Beim Drittligaspiel zwischen dem 1. FC Saarbrücken und Rot-Weiss Essen am vergangenen Samstag im Saarbrücker Ludwigsparkstadion hat ein Zuschauer im Gästeblock den Hitlergruß gezeigt. Das Vorfall ereignete sich während der Partie, bei der RWE mit 2:5 unterlag. Auf Handyvideos, die in sozialen Netzwerken kursieren, ist deutlich zu erkennen, wie ein männlicher Fan den Arm hebt und die rechtsextreme Geste vollzieht. Der Vorfall löste umgehend Empörung aus – sowohl beim heimischen Verein als auch bei den Essenern.

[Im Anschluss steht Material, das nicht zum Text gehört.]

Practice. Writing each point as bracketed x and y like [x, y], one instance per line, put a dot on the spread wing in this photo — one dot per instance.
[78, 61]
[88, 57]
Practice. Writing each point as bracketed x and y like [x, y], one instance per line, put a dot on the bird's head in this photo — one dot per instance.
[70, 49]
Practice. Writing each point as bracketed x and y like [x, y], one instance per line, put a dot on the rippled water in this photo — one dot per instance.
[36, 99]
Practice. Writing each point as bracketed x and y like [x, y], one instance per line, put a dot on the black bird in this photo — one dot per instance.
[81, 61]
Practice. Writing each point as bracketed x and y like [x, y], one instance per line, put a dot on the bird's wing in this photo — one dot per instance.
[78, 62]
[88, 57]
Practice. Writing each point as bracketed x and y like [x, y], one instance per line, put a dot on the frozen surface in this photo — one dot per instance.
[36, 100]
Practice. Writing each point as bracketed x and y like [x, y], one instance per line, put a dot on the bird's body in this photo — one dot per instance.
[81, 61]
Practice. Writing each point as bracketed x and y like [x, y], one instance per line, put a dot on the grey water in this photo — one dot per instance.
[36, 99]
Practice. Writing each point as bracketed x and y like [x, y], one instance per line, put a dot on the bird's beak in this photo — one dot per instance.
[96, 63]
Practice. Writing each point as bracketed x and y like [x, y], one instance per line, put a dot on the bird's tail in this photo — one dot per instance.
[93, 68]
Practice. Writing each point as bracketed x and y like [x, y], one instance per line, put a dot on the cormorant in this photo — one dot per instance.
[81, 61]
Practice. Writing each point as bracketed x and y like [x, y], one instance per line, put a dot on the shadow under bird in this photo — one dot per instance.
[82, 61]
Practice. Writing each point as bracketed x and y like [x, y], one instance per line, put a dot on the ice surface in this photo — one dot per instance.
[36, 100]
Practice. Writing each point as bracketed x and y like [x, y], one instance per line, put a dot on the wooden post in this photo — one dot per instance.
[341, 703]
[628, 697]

Rot-Weiss Essen distanzierte sich in einer öffentlichen Stellungnahme vehement von dem Verhalten des Fans. „Solche menschenverachtenden Symbole haben im Fußball und in der Gesellschaft keinen Platz“, hieß es in dem Statement. Der Verein kündigte an, den Vorfall intern aufzuarbeiten und personenbezogene Konsequenzen zu prüfen. Unterstützt wird das Vorgehen durch die DFL, die für solche Fälle strikte Sanktionen vorsieht, darunter Stadionverbote und Ausschluss aus Fanclubs.

Die Polizei Saarbrücken hat inzwischen ein Ermittlungsverfahren wegen des Verdachts der Verwendung von Kennzeichen verfassungswidriger Organisationen gemäß § 86a StGB eingeleitet. Mithilfe der Videoaufnahmen aus dem Stadion und sozialen Medien versuchen die Ermittler, den Täter zu identifizieren. Der 1. FC Saarbrücken betonte, dass man bei Verstößen gegen die Hausordnung stets konsequent vorgehe und mit den Sicherheitsbehörden eng zusammenarbeite.

Der Vorfall wirft erneut ein Schlaglicht auf die Herausforderungen im Kampf gegen rechtsextremes Gedankengut im Fußballstadion. In den vergangenen Jahren hatte der saarländische Fußballverband verstärkt Präventionsmaßnahmen eingeführt. Der aktuelle Zwischenfall unterstreicht jedoch, dass die Gefahr weiterhin besteht – auch in kleineren Ligen.